At Hi-Tech Land Panda, you can play electromechanical arcade games.

  • Excite QTE 3 - button pressing quick-time-event game
  • QTE Title 2 - electromechanical boxing game
  • Highway Star - electromechanical car racing game
  • Wacky Mole - electromechanical whack-a-mole game

At the arcades in Niaowu, you can play these arcade games, as well as:

  • Nice Golf - a driving range golf game
  • Miracle Shooter - a basketball game
  • ChobuChan Fighter - a Virtua Fighter parody

There are also bars, gambling parlors and stores where you can perform woodcutting, fishing, betting on turtle racing, Lucky Hit pachinko, and Roll it on top dice, training in martial arts via mu ren zhuang wooden dummies, forklift driving, capsule toy collecting, and herb gathering.

Development

The development and marketing cost of Shenmue was over 47 million dollars, which was the most expensive video game ever developed at the time. Although this cost also covered some of Shenmue II and groundwork for future titles, Sega did not recoup the cost.
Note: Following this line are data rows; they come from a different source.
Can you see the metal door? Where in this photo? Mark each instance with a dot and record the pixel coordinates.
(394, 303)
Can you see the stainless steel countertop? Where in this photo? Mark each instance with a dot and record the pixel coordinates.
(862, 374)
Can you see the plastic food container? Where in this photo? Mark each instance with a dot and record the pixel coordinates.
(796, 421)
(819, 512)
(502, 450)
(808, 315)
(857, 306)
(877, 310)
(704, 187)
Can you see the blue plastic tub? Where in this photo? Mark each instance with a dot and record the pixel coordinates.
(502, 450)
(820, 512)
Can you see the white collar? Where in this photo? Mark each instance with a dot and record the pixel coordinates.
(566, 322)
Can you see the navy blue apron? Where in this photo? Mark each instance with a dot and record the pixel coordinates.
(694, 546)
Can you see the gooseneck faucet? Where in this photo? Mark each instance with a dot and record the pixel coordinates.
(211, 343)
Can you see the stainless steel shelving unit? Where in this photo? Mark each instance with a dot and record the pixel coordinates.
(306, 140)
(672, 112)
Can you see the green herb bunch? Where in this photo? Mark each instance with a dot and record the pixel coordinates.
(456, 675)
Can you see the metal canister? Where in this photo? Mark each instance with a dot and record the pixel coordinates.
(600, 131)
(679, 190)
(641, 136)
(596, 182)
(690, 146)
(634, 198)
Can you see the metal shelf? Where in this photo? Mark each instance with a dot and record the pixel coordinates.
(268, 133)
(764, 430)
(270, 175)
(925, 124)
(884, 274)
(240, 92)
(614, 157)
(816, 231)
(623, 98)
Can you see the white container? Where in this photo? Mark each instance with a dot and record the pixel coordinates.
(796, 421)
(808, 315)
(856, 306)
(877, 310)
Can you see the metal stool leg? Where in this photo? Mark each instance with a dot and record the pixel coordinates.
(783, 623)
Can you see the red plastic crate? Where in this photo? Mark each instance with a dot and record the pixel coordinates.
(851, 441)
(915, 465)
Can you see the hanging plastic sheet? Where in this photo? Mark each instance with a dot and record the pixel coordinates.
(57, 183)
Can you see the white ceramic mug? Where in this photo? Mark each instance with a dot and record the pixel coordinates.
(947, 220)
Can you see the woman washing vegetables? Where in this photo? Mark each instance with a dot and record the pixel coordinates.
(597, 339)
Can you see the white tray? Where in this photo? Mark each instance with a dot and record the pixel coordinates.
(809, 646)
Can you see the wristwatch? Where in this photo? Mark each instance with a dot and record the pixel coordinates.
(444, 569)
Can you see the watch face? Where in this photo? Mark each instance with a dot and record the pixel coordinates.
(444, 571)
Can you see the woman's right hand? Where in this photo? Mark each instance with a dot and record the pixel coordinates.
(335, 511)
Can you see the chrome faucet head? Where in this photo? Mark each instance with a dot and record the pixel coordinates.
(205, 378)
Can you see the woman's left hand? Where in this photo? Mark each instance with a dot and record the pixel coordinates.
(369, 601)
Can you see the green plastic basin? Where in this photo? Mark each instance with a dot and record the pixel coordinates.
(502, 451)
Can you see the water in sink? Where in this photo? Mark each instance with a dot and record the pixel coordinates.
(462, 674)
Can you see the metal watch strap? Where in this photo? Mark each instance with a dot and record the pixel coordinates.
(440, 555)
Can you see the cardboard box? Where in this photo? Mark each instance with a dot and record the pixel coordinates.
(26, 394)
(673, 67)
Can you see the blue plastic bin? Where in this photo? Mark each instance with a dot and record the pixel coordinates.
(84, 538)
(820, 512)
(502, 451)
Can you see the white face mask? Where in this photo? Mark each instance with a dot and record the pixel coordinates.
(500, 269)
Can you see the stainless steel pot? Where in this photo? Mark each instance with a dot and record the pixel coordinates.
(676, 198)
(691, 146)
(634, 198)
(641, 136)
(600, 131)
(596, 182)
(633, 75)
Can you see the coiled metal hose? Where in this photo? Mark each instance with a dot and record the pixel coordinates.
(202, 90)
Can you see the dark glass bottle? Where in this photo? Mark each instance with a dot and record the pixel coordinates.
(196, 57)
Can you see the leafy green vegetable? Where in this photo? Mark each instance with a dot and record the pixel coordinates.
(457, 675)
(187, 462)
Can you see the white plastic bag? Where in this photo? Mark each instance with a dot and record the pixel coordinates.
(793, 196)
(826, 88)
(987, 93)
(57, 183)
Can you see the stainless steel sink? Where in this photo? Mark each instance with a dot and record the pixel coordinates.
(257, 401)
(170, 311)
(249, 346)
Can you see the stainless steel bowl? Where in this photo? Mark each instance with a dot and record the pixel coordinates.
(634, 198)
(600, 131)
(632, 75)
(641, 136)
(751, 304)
Sega later made a release on Xbox of Shenmue II in North America in 2002 and in Europe in 2003. When this also didn't help to alleviate the costs involved, the series was put on indefinite hold.

Yu Suzuki tried several avenues to raise funds for Shenmue III, including creating massively multiplayer online games set in the locations of the first two games. The first, Shenmue Online, announced in 2004, never materialized. After forming his own company, Ys Net, in 2008, while still remaining employed at Sega, Yu Suzuki began a new attempt at a Shenmue MMO in hopes that it would be popular enough to provide income to fund the series. Things didn't pan out that way, as Shenmue City was released in 2010 for mobile phones in Japan, but it was discontinued in 2011 after only a year of service.

Yu Suzuki tried the avenue of crowdfunding for Shenmue III through a Kickstarter campaign in 2015, and it became the fastest funded video game Kickstarter campaign up to that point. After the success of the Kickstarter campaign, it went into full development by Ys Net and Nello, a studio whose chief executive Takeshi Harai, was the lead programmer on the first Shenmue. It was partially funded through the Kickstarter campaign and was published by Deep Silver. In addition, Epic Games funded some of the development in exchange for digital exclusivity on the Epic Games store for a year on the Windows platform. Sony also helped with the marketing of the game.